Does anyone know a legit international source for raws?


----------



## DocDePanda187123 (Oct 18, 2015)

Why yes, yes I do


----------



## SFGiants (Oct 18, 2015)

Nice 1st post asshole!


----------



## Redrum1327 (Oct 18, 2015)

If you mean anal lube raws than yes , best in the world


----------



## HydroEJP88 (Oct 18, 2015)

I normally go to my local farmers market and get all my raws


----------



## stonetag (Oct 18, 2015)

Does anyone know of a source to get heavy machine guns (30cal, 50cal), land mines, grenades, RPG's?


----------



## Spongy (Oct 18, 2015)

stonetag said:


> Does anyone know of a source to get heavy machine guns (30cal, 50cal), land mines, grenades, RPG's?



Why yes, yes I do.


----------



## TriniJuice (Oct 18, 2015)

take a ride to gotham and ask around for the penguin....


----------



## Freedom (Oct 18, 2015)

LMFAO!!! Funny F**kers. This is not that kind of board bro.


----------



## nightster (Oct 18, 2015)

My butcher jas great raws!  I grill and smoke them to perfection!


----------



## ToolSteel (Oct 19, 2015)

stonetag said:


> Does anyone know of a source to get heavy machine guns (30cal, 50cal), land mines, grenades, RPG's?

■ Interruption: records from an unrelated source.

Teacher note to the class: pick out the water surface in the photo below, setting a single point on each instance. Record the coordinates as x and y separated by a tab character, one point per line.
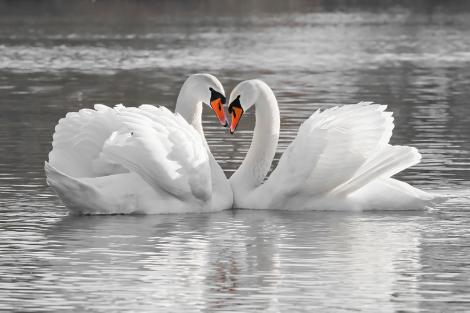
415	59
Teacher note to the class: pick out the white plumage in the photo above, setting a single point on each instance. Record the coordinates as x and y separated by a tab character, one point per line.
341	159
138	160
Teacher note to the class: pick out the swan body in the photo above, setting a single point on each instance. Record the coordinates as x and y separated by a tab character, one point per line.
341	159
144	160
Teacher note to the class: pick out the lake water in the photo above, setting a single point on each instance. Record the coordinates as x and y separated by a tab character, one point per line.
56	58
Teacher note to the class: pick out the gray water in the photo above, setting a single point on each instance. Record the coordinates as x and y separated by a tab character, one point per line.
56	58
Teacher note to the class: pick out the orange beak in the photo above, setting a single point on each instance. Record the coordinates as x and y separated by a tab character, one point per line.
237	113
218	106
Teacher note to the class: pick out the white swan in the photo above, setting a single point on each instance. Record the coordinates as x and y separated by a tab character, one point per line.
340	159
141	160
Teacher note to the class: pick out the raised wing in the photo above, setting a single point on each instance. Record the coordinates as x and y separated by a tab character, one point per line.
163	149
331	147
78	141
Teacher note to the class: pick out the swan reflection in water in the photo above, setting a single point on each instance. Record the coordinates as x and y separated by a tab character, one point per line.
235	259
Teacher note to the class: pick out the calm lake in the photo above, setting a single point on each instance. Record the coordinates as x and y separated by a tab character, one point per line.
56	58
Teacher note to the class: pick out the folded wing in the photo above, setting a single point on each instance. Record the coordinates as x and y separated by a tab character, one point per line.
163	149
340	150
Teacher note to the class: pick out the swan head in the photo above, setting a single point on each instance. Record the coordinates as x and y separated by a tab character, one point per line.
242	97
207	89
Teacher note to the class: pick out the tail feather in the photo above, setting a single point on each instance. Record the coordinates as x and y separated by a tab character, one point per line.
386	163
74	193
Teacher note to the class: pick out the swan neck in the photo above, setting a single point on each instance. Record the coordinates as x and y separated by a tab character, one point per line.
189	107
259	157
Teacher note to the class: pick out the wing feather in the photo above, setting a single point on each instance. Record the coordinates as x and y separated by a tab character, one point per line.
163	149
330	147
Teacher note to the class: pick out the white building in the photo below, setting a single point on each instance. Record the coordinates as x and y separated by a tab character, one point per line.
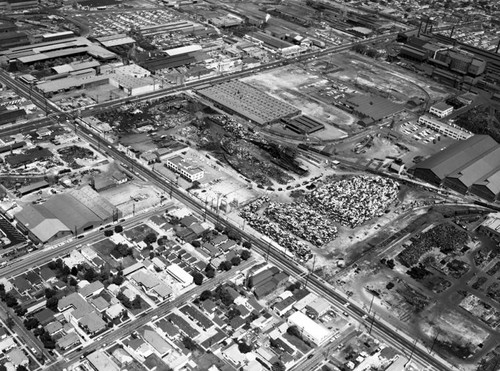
450	130
441	109
180	274
311	330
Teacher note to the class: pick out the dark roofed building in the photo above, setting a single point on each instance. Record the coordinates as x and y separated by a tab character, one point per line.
463	178
7	116
436	168
304	125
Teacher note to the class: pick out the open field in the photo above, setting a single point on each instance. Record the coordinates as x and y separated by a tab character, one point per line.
362	74
133	196
286	83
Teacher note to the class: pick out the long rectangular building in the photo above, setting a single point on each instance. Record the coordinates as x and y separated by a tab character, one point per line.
249	102
472	165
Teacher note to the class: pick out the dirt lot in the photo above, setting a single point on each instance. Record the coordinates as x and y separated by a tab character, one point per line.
286	83
399	85
132	196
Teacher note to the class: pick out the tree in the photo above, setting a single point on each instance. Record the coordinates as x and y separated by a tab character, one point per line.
235	260
278	366
233	312
90	274
118	280
210	273
294	331
225	265
198	278
245	254
31	323
205	295
188	343
52	303
10	300
244	347
136	303
150	238
50	293
233	235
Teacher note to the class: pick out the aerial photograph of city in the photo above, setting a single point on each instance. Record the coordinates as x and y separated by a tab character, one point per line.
243	185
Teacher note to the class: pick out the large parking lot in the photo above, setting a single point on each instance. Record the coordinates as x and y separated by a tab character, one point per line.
110	23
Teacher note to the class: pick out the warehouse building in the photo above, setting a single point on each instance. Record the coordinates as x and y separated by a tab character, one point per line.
76	212
304	125
441	109
472	165
450	130
249	102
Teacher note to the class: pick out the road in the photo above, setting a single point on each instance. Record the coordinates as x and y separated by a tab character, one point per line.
162	309
276	256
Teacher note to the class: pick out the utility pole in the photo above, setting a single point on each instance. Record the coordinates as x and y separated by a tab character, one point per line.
371	325
434	341
411	355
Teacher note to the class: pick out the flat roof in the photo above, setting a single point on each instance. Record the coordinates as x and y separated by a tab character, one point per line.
441	106
249	102
304	125
68	83
457	155
179	274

The us government would probably be a good start.


----------



## thqmas (Oct 19, 2015)

Remote Automatic Weather Stations are hard to come by.


----------



## tunafisherman (Oct 19, 2015)

OP, just ignore all of these haters.  I heard the best way to get a source is through PM.  I can tell you for a fact Zeigler is the best person to PM for this.  If he doesn't respond just keep sending him messages.  He has a lot to go through...


----------